Cortical plasticity can be defined as the process whereby brain cortex changes in response to experience or environment. This can be described at the anatomical, physiological or behavioural level. It is a topic of major importance to humans, being critical to normal development and learning. Clinically, cortical plasticity is part of how patients with CNS disease show behavioural recovery, respond to therapy or learn to compensate.
The underlying basis of cortical plasticity has been extensively investigated. Animal studies have provided insights into the cellular and molecular events essential for these processes. For example, acquisition of a new motor skill is accompanied by changes in gene expression, growth factor levels, neuronal morphology and more. In humans, insights into underlying events have largely been at the systems level, via functional neuroimaging.
It is in this context that the report of Cheeran et al. (2008) in this issue of The Journal of Physiology provides welcomed new insights into molecular correlates of cortical plasticity in the human brain. These authors used non-invasive methods in healthy human subjects to characterize the effects that a single nucleotide polymorphism in the gene for brain-derived neurotrophic factor (BDNF) has on three neurophysiological measures related to cortical plasticity. For all three probes, results converged on the finding that plasticity is abnormal in the presence of this polymorphism.
BDNF is the most abundant growth factor in the human brain. A single nucleotide change at codon 66, present in one or both alleles in approximately 30% of people, results in the switch of a single amino acid, from valine to methionine. Significant changes in human brain structure, function and behaviour have been described in the presence of this polymorphism, whether it occurs in one or both of a subject's BDNF alleles. A landmark human study on this topic came from Egan et al. (2003), who found that the presence of the Val66Met polymorphism was associated with poorer memory, abnormal hippocampal activation with functional MRI (fMRI) and neurochemical deficiencies with MRI spectroscopy. Indeed, a later study from this group (Hariri et al. 2003) found that 25% of the variance in memory performance among healthy human subjects could be explained by the interaction between BDNF Val66Met polymorphism status and hippocampal response during a memory fMRI task. Our group (Kleim et al. 2006) examined motor maps in healthy subjects before and after 30 min of training. Subjects lacking the BDNF Val66Met polymorphism showed the expected motor map expansion with training, but subjects with the polymorphism in one or both alleles showed little such plasticity. Cheeran et al. used three separate protocols to provide further insights into the effects of the BDNF Val66Met polymorphism on cortical neurophysiology and plasticity in healthy human subjects. These authors interpreted their results as reflecting a BDNF effect on long-term potentiation, a process of direct relevance to numerous neurological and psychiatric conditions.

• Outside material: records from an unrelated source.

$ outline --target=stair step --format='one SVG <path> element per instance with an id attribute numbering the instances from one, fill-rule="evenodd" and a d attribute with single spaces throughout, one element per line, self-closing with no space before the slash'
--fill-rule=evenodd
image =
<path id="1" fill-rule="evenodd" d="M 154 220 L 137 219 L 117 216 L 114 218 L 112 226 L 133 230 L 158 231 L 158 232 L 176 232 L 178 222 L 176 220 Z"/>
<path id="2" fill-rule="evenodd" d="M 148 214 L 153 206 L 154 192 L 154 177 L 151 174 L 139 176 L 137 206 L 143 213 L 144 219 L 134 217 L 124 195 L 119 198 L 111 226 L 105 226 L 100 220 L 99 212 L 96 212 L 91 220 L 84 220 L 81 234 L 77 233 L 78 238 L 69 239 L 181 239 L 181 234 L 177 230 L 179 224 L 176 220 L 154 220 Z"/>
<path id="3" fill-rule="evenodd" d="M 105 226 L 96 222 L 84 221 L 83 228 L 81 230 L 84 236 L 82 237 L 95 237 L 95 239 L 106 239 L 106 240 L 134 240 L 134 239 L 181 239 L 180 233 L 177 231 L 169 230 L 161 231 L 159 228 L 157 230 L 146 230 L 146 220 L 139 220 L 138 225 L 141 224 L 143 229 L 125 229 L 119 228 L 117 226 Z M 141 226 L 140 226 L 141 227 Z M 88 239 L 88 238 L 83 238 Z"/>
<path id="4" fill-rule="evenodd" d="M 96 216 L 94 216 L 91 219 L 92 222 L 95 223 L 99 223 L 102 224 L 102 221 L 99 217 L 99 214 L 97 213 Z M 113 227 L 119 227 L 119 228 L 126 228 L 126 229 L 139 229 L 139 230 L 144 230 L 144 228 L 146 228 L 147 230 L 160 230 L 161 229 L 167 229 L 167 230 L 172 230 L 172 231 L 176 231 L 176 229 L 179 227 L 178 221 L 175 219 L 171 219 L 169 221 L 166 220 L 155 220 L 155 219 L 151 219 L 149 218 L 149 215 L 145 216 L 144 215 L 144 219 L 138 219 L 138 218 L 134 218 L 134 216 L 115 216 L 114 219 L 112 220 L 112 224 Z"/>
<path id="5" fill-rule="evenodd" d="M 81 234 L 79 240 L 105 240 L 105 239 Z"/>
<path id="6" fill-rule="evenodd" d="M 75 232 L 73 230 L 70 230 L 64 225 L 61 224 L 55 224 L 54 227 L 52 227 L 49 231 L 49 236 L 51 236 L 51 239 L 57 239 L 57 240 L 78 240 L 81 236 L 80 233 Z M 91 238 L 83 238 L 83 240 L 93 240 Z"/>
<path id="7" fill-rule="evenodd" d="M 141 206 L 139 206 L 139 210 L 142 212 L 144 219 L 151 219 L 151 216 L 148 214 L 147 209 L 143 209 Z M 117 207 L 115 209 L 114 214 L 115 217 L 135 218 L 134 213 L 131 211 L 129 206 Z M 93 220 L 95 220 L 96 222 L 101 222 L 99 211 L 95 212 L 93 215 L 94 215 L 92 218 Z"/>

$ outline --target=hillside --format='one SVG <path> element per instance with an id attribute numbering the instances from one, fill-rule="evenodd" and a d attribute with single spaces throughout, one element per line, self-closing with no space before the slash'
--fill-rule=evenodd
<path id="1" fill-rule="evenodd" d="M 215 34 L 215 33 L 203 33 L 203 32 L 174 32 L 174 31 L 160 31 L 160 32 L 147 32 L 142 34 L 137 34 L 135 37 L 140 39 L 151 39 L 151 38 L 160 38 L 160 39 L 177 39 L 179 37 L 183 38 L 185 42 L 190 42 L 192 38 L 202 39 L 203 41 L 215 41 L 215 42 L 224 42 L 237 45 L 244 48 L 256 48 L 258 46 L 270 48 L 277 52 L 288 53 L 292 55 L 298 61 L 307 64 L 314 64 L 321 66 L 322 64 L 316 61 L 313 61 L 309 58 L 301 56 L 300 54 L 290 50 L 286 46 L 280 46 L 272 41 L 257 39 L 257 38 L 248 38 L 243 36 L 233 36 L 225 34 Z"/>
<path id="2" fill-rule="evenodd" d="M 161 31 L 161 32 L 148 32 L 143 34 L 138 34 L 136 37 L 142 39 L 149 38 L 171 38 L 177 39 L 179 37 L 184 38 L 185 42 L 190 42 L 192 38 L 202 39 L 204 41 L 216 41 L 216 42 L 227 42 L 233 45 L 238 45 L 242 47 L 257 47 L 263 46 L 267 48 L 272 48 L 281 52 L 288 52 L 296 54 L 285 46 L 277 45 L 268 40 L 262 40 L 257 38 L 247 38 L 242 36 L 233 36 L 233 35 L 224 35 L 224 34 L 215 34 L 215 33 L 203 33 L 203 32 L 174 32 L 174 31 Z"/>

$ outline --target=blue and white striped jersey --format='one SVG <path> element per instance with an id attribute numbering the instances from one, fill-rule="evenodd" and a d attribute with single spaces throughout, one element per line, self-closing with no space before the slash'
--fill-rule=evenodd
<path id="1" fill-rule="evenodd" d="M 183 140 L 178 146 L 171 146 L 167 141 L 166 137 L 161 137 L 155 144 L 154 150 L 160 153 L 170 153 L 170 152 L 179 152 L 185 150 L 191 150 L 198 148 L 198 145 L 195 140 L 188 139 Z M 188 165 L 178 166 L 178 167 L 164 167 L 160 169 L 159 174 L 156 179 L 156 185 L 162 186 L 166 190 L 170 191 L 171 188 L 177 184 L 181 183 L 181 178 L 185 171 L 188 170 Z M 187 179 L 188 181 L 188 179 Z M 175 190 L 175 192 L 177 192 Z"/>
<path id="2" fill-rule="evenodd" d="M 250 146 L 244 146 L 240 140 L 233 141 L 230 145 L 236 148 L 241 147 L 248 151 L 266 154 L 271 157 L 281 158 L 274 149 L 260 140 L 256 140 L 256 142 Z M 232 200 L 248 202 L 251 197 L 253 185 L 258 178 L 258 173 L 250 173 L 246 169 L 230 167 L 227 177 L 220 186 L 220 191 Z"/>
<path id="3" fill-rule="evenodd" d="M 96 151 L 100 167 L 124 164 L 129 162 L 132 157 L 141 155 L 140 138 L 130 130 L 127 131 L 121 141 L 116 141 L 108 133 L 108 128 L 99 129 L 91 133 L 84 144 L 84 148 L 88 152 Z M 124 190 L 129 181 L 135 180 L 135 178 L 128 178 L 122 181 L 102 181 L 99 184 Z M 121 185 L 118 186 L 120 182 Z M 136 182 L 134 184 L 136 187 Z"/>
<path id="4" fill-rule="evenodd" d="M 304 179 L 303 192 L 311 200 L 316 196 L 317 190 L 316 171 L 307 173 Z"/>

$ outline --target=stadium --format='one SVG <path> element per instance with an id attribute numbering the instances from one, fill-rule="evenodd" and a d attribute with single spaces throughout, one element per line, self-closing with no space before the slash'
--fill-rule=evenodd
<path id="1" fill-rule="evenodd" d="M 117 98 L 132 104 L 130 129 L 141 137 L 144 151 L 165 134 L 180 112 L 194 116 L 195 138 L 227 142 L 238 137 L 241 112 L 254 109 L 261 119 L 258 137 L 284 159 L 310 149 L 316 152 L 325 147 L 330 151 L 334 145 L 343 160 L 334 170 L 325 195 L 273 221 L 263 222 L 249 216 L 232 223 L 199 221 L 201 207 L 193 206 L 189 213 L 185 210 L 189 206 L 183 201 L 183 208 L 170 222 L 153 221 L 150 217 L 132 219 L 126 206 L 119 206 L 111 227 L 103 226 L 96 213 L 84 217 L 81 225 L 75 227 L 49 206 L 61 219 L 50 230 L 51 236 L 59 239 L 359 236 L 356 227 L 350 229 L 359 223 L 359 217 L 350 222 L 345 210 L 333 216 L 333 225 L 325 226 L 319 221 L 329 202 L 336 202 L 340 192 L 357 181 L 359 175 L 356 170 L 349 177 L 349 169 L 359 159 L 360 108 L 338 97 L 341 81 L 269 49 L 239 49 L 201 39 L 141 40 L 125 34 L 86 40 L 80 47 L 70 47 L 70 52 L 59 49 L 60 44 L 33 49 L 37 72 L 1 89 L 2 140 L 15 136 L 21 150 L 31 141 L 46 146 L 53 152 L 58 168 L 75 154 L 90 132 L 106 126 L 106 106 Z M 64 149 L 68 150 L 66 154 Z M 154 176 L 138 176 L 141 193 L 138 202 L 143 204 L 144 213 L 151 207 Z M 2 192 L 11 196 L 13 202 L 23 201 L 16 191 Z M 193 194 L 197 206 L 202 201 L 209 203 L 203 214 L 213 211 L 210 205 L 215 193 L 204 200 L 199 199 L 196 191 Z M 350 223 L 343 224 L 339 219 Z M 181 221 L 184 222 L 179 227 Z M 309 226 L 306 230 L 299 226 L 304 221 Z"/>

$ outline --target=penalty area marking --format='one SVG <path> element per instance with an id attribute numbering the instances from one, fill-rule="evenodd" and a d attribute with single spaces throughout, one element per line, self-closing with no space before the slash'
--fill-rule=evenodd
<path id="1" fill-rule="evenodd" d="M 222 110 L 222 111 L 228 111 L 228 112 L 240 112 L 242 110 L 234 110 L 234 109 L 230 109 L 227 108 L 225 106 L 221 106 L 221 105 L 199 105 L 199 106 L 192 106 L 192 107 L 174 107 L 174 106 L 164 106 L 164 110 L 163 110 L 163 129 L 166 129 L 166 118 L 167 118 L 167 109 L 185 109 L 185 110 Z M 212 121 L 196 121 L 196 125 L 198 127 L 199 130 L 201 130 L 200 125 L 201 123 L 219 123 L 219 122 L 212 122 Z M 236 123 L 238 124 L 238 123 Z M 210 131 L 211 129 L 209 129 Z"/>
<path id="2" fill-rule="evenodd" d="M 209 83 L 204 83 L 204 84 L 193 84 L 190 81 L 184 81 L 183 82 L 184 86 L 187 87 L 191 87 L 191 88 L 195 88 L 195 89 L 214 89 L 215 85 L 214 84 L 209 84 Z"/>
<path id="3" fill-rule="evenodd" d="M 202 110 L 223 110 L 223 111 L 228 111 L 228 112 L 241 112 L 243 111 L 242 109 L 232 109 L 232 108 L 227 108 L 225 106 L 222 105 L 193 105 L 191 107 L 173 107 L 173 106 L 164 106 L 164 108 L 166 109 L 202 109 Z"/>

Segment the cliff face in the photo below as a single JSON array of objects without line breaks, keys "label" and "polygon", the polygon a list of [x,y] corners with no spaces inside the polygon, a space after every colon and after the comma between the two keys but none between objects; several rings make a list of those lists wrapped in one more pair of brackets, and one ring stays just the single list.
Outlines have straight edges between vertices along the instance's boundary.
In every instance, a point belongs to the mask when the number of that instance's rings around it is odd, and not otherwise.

Why might we care about the molecular basis of cortical plasticity in humans? Several possible reasons might be advanced. First, greater insight into the molecular basis of human cortical plasticity might provide better insight into the pathophysiology of human disease. This then sets the table for improved prognosis and therapeutics (Floel & Cohen, 2006). Two general examples of this principle are the advances in amyotrophic lateral sclerosis research upon identification of a mutation of the free radical metabolism enzyme CuZn-SOD in selected families, and the improved prognostic ability upon identification of the BRCA1/BRCA2 gene in breast cancer. Second, such studies might also provide more precise means to identify biologically distinct patient subgroups or to sharpen entry criteria in order to reduce variance in clinical trials. Third, molecular studies in humans provide a means to validate molecular findings from animal studies. That is, we rely heavily on animal models to develop new human therapeutics, and in many conditions we draw conclusions that push the limits of animal models. Molecular measures have the potential to increase the fidelity of comparisons between human subjects and related animal models. Fourth, molecular studies in humans have the potential to provide insight into genetic influences on brain function and behaviour, a topic of increasing interest to fields from neuropsychology of the healthy to clinical pharmacogenomics.
Cortical plasticity subserves much of human behaviour, and it is a key player in the brain repair that underlies recovery, or in some cases maintenance, of function with neurological and psychiatric disease. Molecular insights into the basis of cortical plasticity in humans have the potential to support advances of broad value, in health and in sickness. For example, such measures might have prognostic value (Siironen et al. 2007), might be used to guide features of therapy, or might even be the target of a gene-based therapeutic intervention. In addition, note that many growth factors have endogenous biological activity in multiple organ systems, and so insights into the molecular science of growth factor effects in the brain could have broad utility in clinical medicine. By focusing on a common polymorphism in a major brain molecule, Cheeran et al. have moved us closer towards these goals.
There are no conflicts of interest with this work.